The group Anchorage Faith and Action Congregations Together decided to hold the meeting, at the Lutheran Church of Hope on Northern Lights Boulevard, after hearing numerous concerns about the lack of access seniors have to Medicare clinics in Anchorage.
“The senior population is growing and the capacity isn't growing fast enough,” said AFACT leader Dahana Graham. “The other issue is what rights I have as a Medicare insured patient."
Access is an issue for Rita Hatch, an advocate for the Older Persons Action Group.
She says it takes her weeks to get an appointment at one of the three clinics, like the Anchorage Neighborhood Health Center, that accept Medicare patients in Anchorage.
If a health issue comes up before then, she has to fend for herself.
“Yeah, I have one right now, but I didn't know what to do about it," Hatch said. "I could make an appointment, but I might not see anyone for a month."

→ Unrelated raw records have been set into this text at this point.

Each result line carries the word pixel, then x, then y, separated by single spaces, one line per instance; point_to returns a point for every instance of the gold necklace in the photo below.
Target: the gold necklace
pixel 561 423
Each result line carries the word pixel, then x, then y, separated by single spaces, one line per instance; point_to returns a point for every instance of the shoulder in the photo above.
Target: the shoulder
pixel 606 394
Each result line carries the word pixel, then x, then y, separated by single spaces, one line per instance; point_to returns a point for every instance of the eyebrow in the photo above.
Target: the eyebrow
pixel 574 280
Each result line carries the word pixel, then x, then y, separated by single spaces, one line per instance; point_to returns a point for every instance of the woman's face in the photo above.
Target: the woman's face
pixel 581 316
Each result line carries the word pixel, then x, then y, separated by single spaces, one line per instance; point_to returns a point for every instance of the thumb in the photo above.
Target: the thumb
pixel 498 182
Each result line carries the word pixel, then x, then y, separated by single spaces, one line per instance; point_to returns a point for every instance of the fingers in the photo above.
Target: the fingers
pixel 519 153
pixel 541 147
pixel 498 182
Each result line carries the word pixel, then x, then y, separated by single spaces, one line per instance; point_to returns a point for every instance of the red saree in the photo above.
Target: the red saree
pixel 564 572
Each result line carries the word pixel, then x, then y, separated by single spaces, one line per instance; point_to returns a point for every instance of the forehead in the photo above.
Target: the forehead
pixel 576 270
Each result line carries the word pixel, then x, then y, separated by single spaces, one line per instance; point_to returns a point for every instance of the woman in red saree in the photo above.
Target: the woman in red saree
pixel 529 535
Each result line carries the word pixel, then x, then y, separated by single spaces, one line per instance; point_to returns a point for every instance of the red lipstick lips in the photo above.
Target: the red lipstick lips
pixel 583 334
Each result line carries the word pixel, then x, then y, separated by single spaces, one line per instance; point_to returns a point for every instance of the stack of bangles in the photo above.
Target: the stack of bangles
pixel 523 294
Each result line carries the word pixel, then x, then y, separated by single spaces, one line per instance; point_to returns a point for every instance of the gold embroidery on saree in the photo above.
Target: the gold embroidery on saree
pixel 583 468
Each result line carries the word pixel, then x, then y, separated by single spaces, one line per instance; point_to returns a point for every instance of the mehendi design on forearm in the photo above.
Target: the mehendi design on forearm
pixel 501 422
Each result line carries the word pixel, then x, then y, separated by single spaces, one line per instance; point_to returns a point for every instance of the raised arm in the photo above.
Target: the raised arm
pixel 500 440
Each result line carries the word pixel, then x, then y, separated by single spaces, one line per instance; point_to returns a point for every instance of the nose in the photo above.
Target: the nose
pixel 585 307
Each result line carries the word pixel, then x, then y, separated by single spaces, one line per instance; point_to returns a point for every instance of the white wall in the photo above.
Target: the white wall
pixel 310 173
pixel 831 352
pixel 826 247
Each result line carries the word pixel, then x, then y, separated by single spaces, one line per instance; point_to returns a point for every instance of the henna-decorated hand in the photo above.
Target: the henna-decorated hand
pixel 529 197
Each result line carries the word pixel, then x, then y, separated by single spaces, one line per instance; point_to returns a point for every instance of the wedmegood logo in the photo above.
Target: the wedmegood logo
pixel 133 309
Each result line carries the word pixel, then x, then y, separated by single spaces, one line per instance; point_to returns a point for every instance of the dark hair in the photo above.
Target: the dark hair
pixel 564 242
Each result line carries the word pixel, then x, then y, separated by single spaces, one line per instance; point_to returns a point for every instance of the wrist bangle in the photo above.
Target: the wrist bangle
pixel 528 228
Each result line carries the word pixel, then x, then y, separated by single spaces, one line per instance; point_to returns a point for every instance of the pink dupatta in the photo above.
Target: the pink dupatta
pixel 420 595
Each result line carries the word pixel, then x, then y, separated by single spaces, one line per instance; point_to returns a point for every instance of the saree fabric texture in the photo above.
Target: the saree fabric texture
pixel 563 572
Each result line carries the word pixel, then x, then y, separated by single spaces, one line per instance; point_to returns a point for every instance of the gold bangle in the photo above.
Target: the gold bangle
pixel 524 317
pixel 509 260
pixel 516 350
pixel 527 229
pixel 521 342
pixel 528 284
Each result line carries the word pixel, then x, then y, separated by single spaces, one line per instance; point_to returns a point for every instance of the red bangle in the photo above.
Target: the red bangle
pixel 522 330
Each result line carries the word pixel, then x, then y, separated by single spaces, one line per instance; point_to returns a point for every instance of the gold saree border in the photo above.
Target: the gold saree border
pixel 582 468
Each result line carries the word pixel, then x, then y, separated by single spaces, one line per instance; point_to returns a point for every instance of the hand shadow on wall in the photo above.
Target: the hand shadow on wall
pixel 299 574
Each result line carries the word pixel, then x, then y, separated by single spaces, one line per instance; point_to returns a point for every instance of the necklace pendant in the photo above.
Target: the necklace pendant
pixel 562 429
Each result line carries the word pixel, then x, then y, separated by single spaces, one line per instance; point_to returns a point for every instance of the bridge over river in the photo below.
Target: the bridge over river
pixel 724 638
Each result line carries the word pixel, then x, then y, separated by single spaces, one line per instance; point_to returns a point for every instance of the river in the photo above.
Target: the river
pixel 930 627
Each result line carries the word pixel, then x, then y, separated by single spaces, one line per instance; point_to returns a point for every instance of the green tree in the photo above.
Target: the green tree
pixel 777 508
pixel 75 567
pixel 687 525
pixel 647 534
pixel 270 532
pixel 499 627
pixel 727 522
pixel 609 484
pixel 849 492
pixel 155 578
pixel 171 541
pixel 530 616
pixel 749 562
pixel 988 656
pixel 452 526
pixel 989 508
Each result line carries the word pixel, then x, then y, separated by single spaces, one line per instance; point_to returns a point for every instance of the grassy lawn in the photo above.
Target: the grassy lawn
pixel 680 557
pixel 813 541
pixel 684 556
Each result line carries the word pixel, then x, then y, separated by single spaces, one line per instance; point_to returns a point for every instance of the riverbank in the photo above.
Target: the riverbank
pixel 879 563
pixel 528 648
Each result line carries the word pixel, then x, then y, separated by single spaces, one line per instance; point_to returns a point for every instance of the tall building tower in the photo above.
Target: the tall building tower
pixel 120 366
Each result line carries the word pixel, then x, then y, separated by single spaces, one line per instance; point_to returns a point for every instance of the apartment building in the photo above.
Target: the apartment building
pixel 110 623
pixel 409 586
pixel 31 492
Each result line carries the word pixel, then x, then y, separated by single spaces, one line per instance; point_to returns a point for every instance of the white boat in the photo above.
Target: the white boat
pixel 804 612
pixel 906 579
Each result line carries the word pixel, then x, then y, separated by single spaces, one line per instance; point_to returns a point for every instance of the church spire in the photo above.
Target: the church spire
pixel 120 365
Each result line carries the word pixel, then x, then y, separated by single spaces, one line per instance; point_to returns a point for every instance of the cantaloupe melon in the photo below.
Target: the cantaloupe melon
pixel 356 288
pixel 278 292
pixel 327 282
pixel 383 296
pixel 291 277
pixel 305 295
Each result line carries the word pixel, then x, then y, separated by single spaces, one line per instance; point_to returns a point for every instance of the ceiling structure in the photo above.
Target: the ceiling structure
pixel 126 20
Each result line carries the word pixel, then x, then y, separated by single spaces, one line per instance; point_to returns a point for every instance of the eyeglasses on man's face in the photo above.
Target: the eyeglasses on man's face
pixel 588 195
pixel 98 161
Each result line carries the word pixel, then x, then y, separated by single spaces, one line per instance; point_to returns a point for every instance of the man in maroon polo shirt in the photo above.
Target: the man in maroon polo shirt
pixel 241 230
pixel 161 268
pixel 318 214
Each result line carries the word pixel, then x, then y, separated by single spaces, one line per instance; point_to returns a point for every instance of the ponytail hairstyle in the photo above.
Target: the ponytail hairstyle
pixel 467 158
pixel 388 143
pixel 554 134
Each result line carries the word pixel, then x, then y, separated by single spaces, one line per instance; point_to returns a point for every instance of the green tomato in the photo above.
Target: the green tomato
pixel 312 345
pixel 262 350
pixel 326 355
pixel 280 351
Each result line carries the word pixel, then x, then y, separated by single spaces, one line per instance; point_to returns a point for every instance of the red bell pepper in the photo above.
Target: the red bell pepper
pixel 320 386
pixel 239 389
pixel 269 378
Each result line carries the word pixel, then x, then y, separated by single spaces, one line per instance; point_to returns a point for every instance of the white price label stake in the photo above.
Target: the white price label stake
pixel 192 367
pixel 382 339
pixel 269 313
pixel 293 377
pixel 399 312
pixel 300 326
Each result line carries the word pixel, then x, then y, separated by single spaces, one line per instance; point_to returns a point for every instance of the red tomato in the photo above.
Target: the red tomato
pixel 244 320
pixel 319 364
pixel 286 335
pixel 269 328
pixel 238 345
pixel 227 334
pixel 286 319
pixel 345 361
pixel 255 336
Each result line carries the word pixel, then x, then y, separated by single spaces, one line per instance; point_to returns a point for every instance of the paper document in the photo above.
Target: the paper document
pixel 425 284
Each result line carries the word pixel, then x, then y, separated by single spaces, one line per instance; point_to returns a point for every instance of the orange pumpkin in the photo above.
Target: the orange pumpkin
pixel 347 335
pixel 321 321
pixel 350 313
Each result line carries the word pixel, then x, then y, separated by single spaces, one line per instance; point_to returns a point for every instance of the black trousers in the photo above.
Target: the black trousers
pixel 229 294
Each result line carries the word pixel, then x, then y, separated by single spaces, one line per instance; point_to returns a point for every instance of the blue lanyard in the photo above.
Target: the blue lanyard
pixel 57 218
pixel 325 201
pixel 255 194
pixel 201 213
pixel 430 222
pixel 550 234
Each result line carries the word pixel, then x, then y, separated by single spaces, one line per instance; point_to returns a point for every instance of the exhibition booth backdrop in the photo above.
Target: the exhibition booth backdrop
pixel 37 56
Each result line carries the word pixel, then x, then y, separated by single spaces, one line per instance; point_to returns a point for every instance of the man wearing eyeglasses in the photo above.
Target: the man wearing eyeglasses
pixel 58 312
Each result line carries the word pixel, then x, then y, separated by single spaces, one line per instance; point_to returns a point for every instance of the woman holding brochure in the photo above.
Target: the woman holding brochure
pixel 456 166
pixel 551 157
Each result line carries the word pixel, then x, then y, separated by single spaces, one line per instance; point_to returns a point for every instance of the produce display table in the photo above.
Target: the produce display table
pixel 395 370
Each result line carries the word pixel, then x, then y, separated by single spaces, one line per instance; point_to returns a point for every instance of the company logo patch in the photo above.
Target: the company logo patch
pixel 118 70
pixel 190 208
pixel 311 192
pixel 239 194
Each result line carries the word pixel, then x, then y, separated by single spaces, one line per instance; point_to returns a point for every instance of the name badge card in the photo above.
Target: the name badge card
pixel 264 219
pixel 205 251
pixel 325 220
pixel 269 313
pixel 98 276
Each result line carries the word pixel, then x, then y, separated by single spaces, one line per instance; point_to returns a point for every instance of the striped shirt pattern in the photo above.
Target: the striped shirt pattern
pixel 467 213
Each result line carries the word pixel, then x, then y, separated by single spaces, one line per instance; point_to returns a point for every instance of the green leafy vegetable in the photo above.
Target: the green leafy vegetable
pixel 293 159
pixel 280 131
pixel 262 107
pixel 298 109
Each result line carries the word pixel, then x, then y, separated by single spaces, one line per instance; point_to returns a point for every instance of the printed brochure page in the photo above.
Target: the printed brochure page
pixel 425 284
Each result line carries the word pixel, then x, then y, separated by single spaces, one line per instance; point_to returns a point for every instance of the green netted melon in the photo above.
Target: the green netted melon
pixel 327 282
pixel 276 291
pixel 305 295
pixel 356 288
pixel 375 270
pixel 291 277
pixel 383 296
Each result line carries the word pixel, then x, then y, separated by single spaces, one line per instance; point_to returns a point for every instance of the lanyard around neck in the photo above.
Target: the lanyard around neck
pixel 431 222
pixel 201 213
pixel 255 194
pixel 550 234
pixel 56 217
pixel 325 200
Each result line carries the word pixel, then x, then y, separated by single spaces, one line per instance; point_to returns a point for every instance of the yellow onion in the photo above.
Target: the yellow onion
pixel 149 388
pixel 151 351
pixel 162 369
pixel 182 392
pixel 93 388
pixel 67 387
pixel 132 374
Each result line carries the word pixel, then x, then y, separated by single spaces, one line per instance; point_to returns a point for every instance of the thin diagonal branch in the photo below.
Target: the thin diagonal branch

Hatch says she would like to see more walk-in clinics take Medicare, and increased public transportation to clinics that do accept Medicare.
"For the new Medicare clinic on Old Seward, they have a bus stop right out in front,” said Graham. “It has been an issue to get a bus stop at the neighborhood clinic on Airport Heights and C Street.”
Channel 2 originally reported the Anchorage Neighborhood Health Center would be holding a celebration for its new facility Sunday. That celebration will be taking place Saturday from 10 a.m. to 2 p.m.